1. Please address whether the Thy1 mouse evenly expresses jRGECO1a in all LC neurons. It is known that these mice express jRGECO1a in subsets of neurons in the cerebral cortex, and similar biases in the LC could have biased the results here.

2. I suggest adding a paragraph or two to the discussion to address the large differences observed between the anesthetized and awake preparations. For example, somatosensory responses in the modules increased dramatically from 14.4% in the anesthetized prep to 63.6% in the awake prep. At the same time, auditory responses decreased from 52.1% to 22%. (Numbers for anesthetized prep include auditory responses and somatosensory + auditory responses.). In addition, the tonotopy of the DC shifted in the awake condition.

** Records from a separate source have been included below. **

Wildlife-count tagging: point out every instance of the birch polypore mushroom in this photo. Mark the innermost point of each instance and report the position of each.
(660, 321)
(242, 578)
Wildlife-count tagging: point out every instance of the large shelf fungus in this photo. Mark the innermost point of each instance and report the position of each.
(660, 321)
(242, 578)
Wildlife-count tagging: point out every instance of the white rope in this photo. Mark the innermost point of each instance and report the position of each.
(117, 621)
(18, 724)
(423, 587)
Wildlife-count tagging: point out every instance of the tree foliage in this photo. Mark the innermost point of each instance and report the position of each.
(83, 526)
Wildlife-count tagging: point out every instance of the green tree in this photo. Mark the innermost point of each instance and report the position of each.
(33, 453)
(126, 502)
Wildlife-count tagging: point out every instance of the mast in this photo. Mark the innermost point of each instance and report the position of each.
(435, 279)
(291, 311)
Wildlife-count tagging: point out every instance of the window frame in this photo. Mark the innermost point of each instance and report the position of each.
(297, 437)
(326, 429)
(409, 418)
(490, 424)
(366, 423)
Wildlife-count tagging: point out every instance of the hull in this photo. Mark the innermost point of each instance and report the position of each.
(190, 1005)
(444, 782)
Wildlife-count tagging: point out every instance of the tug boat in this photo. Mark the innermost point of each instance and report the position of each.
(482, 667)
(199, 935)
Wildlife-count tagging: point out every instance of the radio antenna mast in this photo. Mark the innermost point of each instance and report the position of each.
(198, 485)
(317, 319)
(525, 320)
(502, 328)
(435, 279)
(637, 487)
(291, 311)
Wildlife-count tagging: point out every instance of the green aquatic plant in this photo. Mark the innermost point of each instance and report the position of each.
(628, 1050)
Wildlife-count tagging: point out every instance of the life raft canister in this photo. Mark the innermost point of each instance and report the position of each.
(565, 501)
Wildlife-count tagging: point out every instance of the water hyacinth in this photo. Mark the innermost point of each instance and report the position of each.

These are intriguing changes that are not entirely expected from the switch to an awake prep and therefore warrant discussion.

3. For somatosensory stimuli, the authors used whisker deflection, but based on the anatomy, this is presumably not the only somatosensory stimulus that affects LC. The authors could help readers place the present results in a broader context by discussing how other somatosensory stimuli might come into play. For example, might a larger percentage of modular neurons be activated by somatosensory stimuli if more diverse stimuli were used?